Privacy & Information Security Law Blog

On June 14, 2019, the Federal Trade Commission announced that it has taken action against a number of companies that allegedly misrepresented their compliance with the EU-U.S. and Swiss-U.S. Privacy Shield frameworks (collectively, the “Privacy Shield”) and other international privacy agreements.

SecurTest, Inc. (“SecurTest”) reached a settlement agreement with the FTC over allegations that it falsely claimed to participate in the Privacy Shield. As part of the proposed settlement, SecurTest, which has since completed the steps necessary to participate in the Privacy Shield, is prohibited from misrepresenting its participation in any privacy or security program sponsored by a government, self-regulatory or standard-setting organization. The proposed settlement agreement will be published in the Federal Register and subject to public comment for 30 days, after which the FTC will make a determination regarding whether to make the proposed consent order final.

The FTC also reported that it sent warning letters to 13 companies for claiming to participate in the U.S.-EU and U.S.-Swiss Safe Harbor frameworks and to two companies for falsely claiming to participate in the Asia-Pacific Economic Cooperation Cross-Border Privacy Rules (the “APEC CBPR”) system.

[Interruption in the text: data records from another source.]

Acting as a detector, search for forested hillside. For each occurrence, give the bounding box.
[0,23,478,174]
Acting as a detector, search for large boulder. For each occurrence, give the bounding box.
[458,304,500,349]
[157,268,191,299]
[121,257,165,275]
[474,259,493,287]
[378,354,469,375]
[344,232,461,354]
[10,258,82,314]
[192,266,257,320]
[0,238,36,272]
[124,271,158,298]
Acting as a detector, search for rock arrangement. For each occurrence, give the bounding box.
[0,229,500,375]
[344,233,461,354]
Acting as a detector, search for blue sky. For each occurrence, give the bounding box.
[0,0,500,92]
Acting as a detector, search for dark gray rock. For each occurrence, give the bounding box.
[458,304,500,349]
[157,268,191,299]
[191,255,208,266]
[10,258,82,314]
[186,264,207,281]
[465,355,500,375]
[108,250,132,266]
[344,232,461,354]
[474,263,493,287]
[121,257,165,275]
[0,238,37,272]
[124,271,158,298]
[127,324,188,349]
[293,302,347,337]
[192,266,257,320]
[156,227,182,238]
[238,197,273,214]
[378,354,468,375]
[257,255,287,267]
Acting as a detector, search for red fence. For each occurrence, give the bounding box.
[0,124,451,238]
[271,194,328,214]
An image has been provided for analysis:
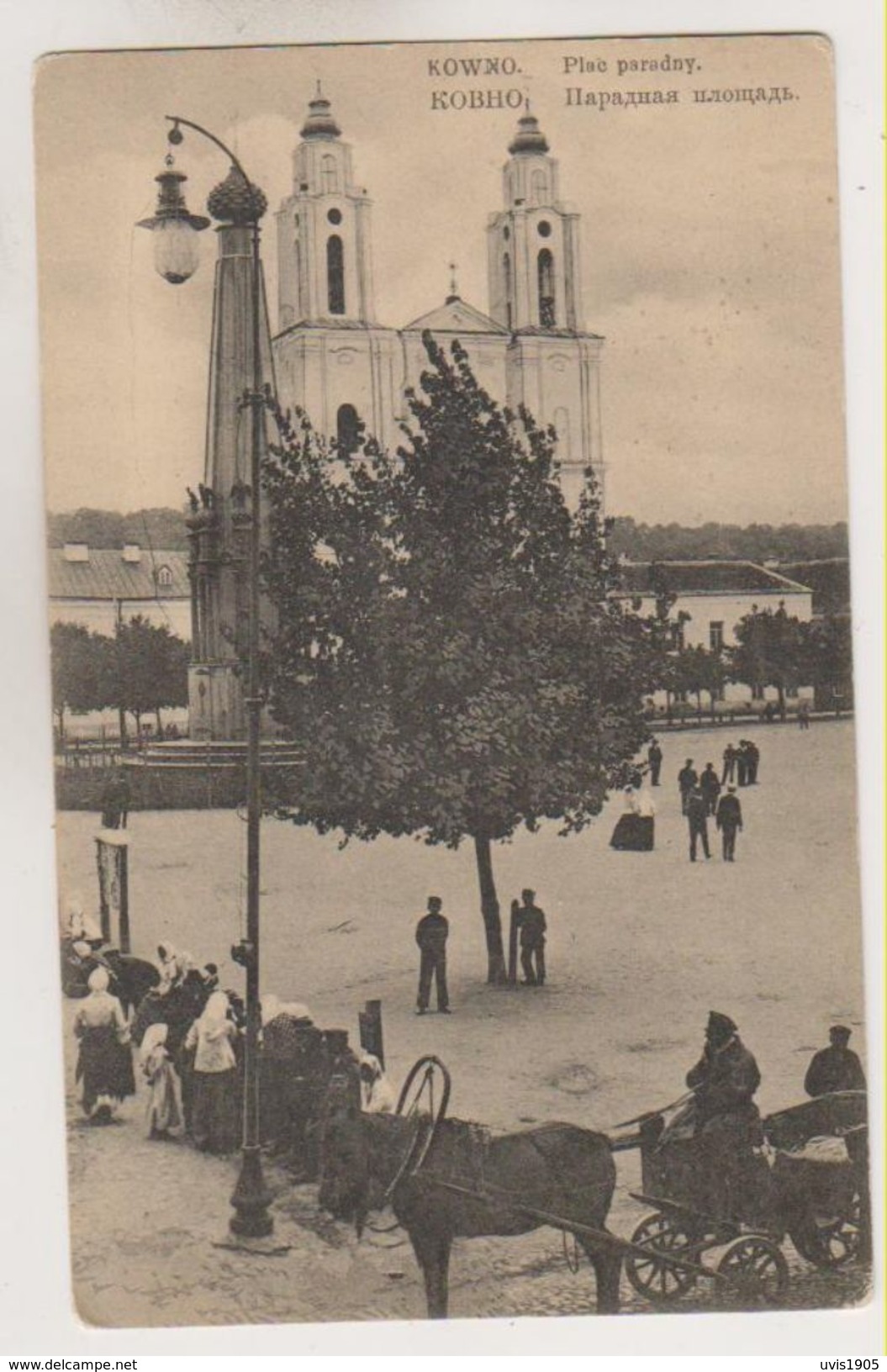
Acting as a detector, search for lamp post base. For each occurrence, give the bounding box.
[228,1146,275,1239]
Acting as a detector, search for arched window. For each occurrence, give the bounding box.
[536,248,555,330]
[553,404,570,461]
[320,152,339,191]
[335,404,360,456]
[327,233,345,314]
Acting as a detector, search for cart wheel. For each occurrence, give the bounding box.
[791,1195,861,1268]
[625,1214,698,1305]
[718,1233,788,1305]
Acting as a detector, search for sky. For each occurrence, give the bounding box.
[35,35,847,524]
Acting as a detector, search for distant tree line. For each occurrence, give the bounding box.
[50,615,191,744]
[50,508,848,565]
[607,514,848,562]
[48,506,188,551]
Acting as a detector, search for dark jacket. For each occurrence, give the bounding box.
[518,905,548,948]
[677,767,699,792]
[687,1035,761,1125]
[714,792,743,829]
[416,911,449,957]
[803,1046,865,1096]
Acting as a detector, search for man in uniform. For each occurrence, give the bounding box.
[677,757,699,815]
[687,1010,766,1218]
[416,896,451,1016]
[699,763,721,815]
[714,786,743,862]
[803,1025,865,1096]
[685,786,711,862]
[516,888,546,986]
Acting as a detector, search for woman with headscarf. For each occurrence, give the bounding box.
[74,968,136,1124]
[185,990,240,1153]
[360,1053,397,1114]
[140,1023,182,1139]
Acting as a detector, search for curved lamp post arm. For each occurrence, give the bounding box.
[163,113,252,185]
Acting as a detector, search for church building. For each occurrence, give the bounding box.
[273,89,603,504]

The Safe Harbor frameworks, which were replaced by the Privacy Shield frameworks in 2016, are no longer in force and all self-certifications under the Safe Harbor agreements have expired.

The FTC requested that the 13 companies remove from their websites, privacy policies or public documents any statements claiming participation in either of the Safe Harbor frameworks, and requested that the two companies either (1) remove from their websites, privacy policies, or other public documents any statements that might be construed as claiming participation or involvement in the APEC CBPR system or (2) prove that they had undergone the requisite review and certification.